Visited the GLOSSMAX shop twice during it's supposed opening hours but shop was all locked up.
Tried repeatedly ringing both the landline and mobile to see if opening days have changed, but to date have had no answer.

Anyone shed any light on this please!!!


----------



## Glossmax (May 9, 2007)

The shop was closed a week ago Jason, put up a post in the Traders section.
Sorry for the confusion.
You can still pick product up from us as the company is still going and the internet side of the business is unaffected, but I'll need to know when.


----------



## vw beetle (Feb 26, 2009)

Trying to get hold of you to see what items you have and collect :driver::car: tomorrow.

If i cant get hold of you tomorrow.
Anyone know where else i can find products,
like snowfoam :detailer: and a g220 kit :buffer:.

So anywhere between chepstow and porthcawl.

P.S can anyone confirm its still the numbers on website to ring as mobile is not connecting


----------



## cosmo (Mar 8, 2007)

_GLOSSMAX_ website now comes up with a security warning too 

Has it all bitten the dust :doublesho

Do I smell a rat


----------



## Guest (Aug 28, 2010)

We live an learn really, I work in a pub now and serve undersupervision. I work less hours and take home about £75 a week so I'm much better off


----------



## Ste T (Jul 17, 2008)

Sam, i would just hold off making anymore post in this threads and think about editing your previous one, its not fare, this is between you and Mr Glossworx, im glad you took the right steps, if your unhappy in a place of work you should leave, and there are problems in 99% of work places with customers, but im sure if the mini customer was to now come across this post and read it they would be very unhappy, even if it is the truth. please dont see this as im being a keyboard warrior, im just airing on the side of caution.


----------



## Guest (Aug 28, 2010)

20RSport said:


> Sam, i would just hold off making anymore post in this threads and think about editing your previous one, its not fare, this is between you and Mr Glossworx, im glad you took the right steps, if your unhappy in a place of work you should leave, and there are problems in 99% of work places with customers, but im sure if the mini customer was to now come across this post and read it they would be very unhappy, even if it is the truth. please dont see this as im being a keyboard warrior, im just airing on the side of caution.
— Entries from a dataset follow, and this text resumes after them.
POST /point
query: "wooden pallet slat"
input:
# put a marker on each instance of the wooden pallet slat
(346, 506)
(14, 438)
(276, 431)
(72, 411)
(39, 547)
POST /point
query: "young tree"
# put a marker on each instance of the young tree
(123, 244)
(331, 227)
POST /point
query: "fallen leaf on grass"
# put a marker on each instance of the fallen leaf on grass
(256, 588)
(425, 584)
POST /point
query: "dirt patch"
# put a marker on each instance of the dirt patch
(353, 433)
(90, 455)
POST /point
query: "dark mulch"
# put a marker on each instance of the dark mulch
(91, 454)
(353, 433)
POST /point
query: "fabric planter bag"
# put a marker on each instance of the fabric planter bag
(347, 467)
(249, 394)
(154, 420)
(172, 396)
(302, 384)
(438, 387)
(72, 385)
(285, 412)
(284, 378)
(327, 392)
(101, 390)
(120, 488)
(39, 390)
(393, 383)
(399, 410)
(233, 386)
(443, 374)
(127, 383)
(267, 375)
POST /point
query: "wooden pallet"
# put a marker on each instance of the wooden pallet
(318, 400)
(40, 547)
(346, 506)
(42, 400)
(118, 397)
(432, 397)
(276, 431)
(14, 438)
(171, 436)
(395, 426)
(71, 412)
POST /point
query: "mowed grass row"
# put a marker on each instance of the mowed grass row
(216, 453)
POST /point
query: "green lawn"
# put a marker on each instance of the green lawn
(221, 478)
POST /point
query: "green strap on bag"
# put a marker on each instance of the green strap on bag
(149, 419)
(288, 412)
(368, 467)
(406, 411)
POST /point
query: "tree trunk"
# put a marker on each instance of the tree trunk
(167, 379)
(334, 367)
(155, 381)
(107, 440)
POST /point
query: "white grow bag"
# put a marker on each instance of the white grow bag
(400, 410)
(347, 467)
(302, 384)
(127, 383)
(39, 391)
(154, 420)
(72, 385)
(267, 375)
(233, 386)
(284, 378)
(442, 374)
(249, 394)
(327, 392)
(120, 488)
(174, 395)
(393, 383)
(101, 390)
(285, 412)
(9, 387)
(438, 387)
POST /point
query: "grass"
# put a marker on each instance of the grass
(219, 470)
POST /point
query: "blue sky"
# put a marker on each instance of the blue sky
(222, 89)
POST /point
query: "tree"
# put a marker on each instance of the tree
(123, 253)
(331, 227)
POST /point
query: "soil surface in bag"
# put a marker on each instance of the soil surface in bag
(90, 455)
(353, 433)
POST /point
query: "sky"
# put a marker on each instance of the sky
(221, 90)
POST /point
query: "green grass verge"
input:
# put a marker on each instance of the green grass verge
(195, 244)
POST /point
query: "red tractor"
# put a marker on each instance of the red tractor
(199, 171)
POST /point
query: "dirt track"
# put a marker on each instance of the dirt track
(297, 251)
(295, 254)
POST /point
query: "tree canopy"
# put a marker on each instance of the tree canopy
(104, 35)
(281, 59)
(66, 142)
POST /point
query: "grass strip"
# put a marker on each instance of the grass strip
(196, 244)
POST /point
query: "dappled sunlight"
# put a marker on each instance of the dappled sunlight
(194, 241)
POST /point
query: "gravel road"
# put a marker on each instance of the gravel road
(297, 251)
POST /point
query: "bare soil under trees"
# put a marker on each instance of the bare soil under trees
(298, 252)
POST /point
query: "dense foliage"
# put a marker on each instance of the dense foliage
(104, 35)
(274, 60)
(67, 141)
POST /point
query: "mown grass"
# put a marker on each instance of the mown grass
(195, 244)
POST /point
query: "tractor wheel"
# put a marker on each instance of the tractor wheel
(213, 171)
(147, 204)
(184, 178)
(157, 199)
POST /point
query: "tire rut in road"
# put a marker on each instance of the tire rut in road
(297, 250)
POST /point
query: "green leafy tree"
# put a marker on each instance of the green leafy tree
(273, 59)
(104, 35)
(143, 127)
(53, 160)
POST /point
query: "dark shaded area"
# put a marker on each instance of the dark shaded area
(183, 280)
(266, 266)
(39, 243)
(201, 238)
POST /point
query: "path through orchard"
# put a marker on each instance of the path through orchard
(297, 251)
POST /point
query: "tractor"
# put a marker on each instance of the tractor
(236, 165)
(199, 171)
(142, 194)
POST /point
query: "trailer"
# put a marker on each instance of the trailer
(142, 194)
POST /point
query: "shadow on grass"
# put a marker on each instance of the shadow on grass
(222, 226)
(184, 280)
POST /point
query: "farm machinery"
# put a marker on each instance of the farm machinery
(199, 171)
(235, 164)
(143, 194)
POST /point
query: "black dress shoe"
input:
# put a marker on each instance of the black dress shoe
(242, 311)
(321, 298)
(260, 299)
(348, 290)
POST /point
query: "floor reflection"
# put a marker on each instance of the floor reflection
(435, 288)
But at the end of the day I'd rather not let anyone else suffer his bad customer service and shoddy work  So can I have my post back please?


----------



## Deano (Jul 7, 2006)

not yet no.


----------



## Guest (Aug 28, 2010)

When can I have it back


----------



## Deano (Jul 7, 2006)

when i've spoken to the others and when we decide what to do with it.


----------



## Guest (Aug 28, 2010)

Ok thanks


----------



## ChrisD (Mar 7, 2009)

whats happened? Gone bust?


----------



## vw beetle (Feb 26, 2009)

OOOPPSSS looks like i re opened a can of worms.
Owell ive never had problems with the service just getting hold of him LOL.
Now found someone on fle bay in worcester selling lots of products. Left them a pm to see if i can collect said items tomorrow, so i can have a play on a car monday.

Shame if he has gone. If has gone, the site shouldnt be there tho. Glad i always ring my order in.

Is there anywhere else in south wales??
is there one in Bristol.
Just handy to know, if i need somthing quick.
So at the mo, this one i found in worcester is nearest.


----------



## Guest (Aug 28, 2010)

Try Ti22, I think he only does Dodo and Swissvax though.


----------